Group-buying website comes up short

Group-buying websites are the fastest growing player in online shopping, but with so many companies joining the action, some customers are paying the price for deals that go wrong.

Deal.55 fails to deliver after billing customer

Group-buying websites are the fastest growing player in online shopping, but with so many companies joining the action, some customers are paying the price for deals that go wrong.

The websites offer deep discounts on everything from lifestyle services to restaurants and holiday travel. The stock may be surplus or offered at a greatly reduced price to commit a certain number of customers to a business. The sales are usually only offered for a few days and if enough people don't sign up, nobody gets the deal.

An online coupon sent via email from Groupon is pictured on a laptop screen. Dozens of group-buying websites have been established in Canada. ((Fred Prouser/Reuters))

The number of group-buying websites in Canada has grown from just a handful to dozens in the past year.

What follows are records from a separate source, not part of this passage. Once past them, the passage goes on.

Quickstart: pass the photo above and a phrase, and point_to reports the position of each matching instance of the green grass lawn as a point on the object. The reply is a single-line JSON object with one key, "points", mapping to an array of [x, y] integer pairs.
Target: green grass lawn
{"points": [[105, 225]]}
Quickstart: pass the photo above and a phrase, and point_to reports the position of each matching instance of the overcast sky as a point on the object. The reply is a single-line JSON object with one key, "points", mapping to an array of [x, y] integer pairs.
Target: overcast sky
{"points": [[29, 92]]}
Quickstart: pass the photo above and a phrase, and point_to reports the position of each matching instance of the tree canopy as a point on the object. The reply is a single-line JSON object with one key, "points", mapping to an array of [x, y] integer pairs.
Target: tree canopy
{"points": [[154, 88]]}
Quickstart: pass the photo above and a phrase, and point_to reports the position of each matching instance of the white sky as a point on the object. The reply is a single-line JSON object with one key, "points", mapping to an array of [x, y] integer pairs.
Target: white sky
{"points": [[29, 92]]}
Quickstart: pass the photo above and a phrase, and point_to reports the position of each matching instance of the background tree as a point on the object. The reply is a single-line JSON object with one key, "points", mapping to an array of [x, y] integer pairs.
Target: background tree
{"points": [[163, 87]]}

Among the players are Groupon, Groupola, Living Social, Tuango and FabFind.

There are more than 20 group-buying websites in Montreal and more than 60 in Toronto, according to Albert Bitton, the head of Group Buying Canada, a consultancy group.

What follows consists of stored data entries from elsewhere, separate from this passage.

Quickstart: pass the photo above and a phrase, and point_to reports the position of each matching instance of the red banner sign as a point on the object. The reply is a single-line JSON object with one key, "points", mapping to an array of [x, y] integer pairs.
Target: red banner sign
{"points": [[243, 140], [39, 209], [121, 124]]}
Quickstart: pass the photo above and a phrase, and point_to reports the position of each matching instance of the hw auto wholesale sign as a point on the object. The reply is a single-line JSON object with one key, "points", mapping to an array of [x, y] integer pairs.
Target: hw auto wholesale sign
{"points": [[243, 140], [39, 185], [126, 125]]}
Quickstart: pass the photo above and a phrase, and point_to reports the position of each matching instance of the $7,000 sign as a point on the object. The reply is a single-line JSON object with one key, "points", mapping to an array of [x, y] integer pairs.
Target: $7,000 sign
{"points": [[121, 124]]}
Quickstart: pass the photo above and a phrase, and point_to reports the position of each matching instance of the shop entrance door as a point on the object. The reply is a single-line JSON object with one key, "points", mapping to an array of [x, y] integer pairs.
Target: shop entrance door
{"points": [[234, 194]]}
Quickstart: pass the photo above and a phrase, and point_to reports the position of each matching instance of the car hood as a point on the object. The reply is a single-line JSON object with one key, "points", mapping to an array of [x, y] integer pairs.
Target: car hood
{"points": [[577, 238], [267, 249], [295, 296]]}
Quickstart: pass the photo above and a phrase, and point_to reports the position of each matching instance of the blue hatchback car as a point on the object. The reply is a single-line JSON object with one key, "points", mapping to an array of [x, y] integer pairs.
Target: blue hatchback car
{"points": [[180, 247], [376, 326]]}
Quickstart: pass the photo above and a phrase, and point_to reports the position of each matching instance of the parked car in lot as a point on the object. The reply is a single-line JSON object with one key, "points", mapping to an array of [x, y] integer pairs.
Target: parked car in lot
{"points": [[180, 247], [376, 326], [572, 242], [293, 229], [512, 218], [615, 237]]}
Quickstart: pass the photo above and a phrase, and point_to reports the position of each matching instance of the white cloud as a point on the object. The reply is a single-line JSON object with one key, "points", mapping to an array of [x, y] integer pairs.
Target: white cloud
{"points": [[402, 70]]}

"It’s becoming easier to set up a group-buying site, with specific tools set up for this now," Bitton recently told the Montreal Gazette. "There are still plenty of customers because consumers don’t really care how many group-buying sites there are out there, as long as they find a deal they want."

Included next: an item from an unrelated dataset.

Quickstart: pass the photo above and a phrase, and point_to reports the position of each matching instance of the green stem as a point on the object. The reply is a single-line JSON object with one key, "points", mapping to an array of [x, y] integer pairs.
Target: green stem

While many shoppers are thrilled with the deals they get, not everyone has a satisfying experience, as Lauren Murchison of Guelph, Ont., learned the hard way.

Murchison stumbled across the group-buying website deal55.com and noticed a $100 Home Depot gift card was being sold for $45. The site said it had deals with major retailers like Winners, Indigo and Victoria’s Secret to offer customers as much as 55 per cent off regular prices.

Murchison bought a Home Depot card, but was charged for three cards and for another company’s card, which she did not request.

She said she tried contacting deal55.com but got no satisfaction. She then contacted her credit card company.

"It was definitely a big hassle having to get my money back and never getting my gift card," she said.

CBC News checked with companies that deal55.com claimed to be associated with and Home Depot denied having any relationship or arrangement with the website.

The website's owner, Lawrence Farbman, blamed complaints on misinformation.

"When we started, there was a buzz," he said. "People couldn’t understand it and sabotage happened almost immediately. Within two or three days, there were blog sites just bashing and demeaning the whole concept itself."

Farbman said deal55.com is now in the process of restructuring its business model. The website is no longer operational and a note to viewers says it is temporarily shut down for maintenance.

The number of group-buying websites could double in the next year and a half, Bitton said. And that could lead to even more growing pains.